Minimally invasive relocation of subluxated single piece IOL

A single piece AcrySof IOL could be subluxated due to an unrecognized capsular tear prior to implantation, willful implantation of the IOL despite a capsular tear or inherent weakness of the zonules.
Single piece AcrySof IOLs, when placed in the ciliary sulcus, without scleral fixation, were explanted and exchanged because of pigment dispersion, pigmentary glaucoma, uveitis, Iris chafing etc.1 IOL explantation and exchange with scleral fixation requires a larger incision, is traumatic to the cornea and iris and involves greater risk of vitreous loss, postoperative astigmatism and endophthalmitis.
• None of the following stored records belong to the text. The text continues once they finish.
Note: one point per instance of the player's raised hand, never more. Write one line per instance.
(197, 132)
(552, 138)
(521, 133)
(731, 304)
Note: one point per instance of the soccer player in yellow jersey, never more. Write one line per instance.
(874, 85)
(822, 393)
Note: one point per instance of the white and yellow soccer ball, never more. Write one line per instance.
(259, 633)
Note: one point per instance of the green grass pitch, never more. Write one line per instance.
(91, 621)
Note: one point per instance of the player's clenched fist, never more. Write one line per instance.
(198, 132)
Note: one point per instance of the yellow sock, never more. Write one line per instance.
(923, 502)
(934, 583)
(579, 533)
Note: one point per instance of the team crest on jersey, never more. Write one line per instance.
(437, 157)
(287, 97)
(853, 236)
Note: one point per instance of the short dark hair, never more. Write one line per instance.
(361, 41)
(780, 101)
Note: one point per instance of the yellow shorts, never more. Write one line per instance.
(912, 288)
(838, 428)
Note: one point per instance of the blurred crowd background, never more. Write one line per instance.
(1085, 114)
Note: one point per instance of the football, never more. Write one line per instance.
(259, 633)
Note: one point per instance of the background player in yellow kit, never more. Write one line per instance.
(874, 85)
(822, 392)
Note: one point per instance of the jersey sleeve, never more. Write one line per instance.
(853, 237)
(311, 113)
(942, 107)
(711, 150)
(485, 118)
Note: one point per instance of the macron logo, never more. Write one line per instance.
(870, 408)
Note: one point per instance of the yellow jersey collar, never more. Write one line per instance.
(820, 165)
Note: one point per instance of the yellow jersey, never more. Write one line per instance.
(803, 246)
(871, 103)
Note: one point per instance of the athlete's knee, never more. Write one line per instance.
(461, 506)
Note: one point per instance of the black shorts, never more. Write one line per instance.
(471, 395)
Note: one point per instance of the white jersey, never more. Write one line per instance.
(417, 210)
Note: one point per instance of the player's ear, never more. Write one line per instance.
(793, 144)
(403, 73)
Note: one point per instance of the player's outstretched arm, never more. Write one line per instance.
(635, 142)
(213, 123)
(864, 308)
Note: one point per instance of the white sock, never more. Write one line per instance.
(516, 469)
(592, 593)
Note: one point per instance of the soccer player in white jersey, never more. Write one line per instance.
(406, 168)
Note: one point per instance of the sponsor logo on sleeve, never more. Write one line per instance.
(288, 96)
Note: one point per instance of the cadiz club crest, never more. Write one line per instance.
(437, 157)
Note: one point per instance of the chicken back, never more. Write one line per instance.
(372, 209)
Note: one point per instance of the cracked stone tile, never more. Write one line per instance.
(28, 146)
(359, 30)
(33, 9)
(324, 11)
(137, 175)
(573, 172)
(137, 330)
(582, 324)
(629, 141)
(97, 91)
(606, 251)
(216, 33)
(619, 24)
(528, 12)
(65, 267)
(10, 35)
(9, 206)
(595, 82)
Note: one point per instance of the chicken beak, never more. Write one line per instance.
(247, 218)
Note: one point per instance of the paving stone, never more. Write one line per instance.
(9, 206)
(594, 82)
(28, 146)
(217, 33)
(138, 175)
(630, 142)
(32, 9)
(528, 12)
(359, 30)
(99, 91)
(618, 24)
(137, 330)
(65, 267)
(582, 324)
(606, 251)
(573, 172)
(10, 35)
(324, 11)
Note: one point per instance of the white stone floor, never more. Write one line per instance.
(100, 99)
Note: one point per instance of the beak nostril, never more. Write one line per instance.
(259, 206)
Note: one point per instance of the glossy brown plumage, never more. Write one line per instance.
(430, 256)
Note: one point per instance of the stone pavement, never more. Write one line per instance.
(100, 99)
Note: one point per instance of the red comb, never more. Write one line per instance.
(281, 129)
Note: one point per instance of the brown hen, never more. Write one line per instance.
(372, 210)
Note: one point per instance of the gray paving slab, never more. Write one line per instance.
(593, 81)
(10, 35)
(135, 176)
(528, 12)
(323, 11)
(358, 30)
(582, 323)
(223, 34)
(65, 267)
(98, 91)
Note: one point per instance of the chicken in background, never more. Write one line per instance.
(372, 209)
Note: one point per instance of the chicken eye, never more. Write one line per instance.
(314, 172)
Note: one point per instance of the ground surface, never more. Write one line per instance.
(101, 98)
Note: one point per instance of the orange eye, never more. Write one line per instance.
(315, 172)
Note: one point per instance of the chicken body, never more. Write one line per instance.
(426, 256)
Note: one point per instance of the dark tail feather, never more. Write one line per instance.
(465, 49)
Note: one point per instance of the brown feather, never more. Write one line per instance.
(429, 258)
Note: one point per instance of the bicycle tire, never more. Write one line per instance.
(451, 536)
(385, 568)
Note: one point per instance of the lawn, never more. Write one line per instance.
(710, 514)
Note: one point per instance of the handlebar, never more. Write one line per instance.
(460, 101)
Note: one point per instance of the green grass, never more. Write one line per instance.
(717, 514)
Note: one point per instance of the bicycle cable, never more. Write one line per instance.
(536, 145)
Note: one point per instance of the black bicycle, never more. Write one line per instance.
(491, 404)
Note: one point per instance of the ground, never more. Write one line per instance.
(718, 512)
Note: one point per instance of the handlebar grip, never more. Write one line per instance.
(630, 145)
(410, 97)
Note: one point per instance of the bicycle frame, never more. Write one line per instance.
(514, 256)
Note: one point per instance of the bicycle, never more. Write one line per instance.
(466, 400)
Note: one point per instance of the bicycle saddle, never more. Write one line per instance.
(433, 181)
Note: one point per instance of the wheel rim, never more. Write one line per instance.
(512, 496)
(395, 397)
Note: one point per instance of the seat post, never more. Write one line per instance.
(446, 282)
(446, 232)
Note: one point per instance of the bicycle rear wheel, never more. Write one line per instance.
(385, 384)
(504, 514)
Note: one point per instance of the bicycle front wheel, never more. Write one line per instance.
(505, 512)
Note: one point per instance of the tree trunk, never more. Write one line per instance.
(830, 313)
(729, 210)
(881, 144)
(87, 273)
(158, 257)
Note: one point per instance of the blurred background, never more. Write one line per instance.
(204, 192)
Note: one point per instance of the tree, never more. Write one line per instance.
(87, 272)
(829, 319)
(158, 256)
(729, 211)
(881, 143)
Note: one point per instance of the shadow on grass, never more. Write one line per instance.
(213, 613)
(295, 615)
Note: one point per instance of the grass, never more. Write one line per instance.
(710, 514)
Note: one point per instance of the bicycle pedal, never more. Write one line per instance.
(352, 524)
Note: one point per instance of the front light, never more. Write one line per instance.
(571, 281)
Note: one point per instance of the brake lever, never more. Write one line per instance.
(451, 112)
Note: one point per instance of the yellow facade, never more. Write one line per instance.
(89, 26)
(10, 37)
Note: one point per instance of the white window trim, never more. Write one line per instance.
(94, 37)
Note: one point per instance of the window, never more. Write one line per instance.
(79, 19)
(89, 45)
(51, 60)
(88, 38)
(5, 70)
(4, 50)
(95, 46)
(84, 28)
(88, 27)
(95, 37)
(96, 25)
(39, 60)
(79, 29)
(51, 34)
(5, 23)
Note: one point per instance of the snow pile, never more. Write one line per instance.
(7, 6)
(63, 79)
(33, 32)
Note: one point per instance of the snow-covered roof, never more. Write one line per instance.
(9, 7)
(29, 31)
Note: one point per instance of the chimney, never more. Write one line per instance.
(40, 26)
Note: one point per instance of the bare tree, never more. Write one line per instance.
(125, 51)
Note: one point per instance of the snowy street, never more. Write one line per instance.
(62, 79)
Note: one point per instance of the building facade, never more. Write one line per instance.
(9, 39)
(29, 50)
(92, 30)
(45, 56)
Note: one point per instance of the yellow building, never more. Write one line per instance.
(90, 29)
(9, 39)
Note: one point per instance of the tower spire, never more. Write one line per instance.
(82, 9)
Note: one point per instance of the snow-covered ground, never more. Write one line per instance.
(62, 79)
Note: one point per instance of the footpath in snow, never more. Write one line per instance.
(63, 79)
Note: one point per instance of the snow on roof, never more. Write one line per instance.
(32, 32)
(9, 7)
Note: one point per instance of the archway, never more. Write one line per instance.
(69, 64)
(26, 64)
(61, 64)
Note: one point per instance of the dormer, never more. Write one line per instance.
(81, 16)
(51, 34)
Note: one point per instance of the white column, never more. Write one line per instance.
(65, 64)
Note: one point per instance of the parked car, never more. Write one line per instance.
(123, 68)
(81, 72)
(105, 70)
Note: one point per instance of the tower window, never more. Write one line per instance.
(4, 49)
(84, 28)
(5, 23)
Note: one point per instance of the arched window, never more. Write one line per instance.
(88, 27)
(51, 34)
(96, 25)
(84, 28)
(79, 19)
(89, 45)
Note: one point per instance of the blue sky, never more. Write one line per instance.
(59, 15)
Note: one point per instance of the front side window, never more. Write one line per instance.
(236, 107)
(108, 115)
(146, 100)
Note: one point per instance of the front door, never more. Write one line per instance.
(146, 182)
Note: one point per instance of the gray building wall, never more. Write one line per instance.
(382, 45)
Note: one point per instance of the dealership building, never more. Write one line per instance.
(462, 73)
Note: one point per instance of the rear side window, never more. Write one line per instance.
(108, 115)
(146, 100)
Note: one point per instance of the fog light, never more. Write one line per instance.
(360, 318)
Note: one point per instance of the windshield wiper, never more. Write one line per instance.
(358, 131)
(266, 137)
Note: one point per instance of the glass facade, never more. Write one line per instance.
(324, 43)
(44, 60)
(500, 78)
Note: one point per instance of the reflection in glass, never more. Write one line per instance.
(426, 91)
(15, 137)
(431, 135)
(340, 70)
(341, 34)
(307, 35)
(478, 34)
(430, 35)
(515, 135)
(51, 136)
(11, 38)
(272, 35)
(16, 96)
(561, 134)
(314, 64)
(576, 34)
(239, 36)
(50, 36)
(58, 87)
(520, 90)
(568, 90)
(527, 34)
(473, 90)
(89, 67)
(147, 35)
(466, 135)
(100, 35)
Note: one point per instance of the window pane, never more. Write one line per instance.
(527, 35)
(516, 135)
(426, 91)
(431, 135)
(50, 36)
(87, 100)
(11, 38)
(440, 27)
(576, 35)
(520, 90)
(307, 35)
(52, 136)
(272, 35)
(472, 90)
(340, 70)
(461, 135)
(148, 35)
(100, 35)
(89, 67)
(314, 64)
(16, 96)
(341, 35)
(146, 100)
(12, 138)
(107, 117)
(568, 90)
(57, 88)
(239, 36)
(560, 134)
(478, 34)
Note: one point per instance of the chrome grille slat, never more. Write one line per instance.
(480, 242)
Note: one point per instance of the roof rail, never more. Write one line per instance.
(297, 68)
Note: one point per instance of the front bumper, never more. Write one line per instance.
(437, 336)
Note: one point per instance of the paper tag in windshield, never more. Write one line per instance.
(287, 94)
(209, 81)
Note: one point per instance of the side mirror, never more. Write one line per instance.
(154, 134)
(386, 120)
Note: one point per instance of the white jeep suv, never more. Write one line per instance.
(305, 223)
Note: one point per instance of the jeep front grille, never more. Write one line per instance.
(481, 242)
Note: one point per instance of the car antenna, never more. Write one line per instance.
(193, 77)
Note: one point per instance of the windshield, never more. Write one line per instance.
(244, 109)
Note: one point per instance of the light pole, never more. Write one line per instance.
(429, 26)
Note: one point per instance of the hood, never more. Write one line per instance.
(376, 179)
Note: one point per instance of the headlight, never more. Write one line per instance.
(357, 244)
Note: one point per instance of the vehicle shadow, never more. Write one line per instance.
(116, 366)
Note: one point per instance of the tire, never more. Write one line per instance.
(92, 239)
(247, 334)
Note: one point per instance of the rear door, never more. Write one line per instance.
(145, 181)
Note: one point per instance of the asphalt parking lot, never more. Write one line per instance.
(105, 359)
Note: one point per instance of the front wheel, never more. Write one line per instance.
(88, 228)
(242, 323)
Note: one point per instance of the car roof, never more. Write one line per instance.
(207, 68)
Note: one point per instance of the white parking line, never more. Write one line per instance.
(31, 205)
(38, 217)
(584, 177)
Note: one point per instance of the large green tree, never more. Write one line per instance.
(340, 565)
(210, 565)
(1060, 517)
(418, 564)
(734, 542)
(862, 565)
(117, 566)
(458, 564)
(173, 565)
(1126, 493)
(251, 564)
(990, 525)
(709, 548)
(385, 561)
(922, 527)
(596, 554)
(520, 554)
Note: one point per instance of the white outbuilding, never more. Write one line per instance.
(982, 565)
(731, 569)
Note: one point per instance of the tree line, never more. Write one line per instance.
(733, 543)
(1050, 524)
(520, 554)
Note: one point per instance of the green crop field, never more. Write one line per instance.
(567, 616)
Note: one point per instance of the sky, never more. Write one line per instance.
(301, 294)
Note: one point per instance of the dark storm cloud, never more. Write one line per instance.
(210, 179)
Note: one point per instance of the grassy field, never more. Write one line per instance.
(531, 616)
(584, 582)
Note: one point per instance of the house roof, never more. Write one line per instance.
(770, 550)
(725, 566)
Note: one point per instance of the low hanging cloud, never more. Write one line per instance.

Secondary implantation by transcleral suture fixation of a one-piece foldable, AcrySof IOL through clear corneal incision has been reported to be a reasonable technique.2, 3 Hence, the possibility of repositioning the same IOL safely and securely by a minimally invasive technique must be explored.

Surgical Technique
The sclera is bared in diametrically opposite areas and two 2mm x 2mm rectangular scleral flaps are made 1mm posterior to the surgical limbus. The original paracentesis are gently opened with a 1mm spatula or two paracentesis are made 4 clock hours apart. The anterior chamber is filled with OVD. The subluxated IOL is brought into the anterior chamber bimanually using a Hirschman hook and a spatula. Bimanual anterior vitrectomy is performed through the paracentesis to free the anterior chamber, pupillary area and anterior vitreous space of capsular remnants and vitreous strands.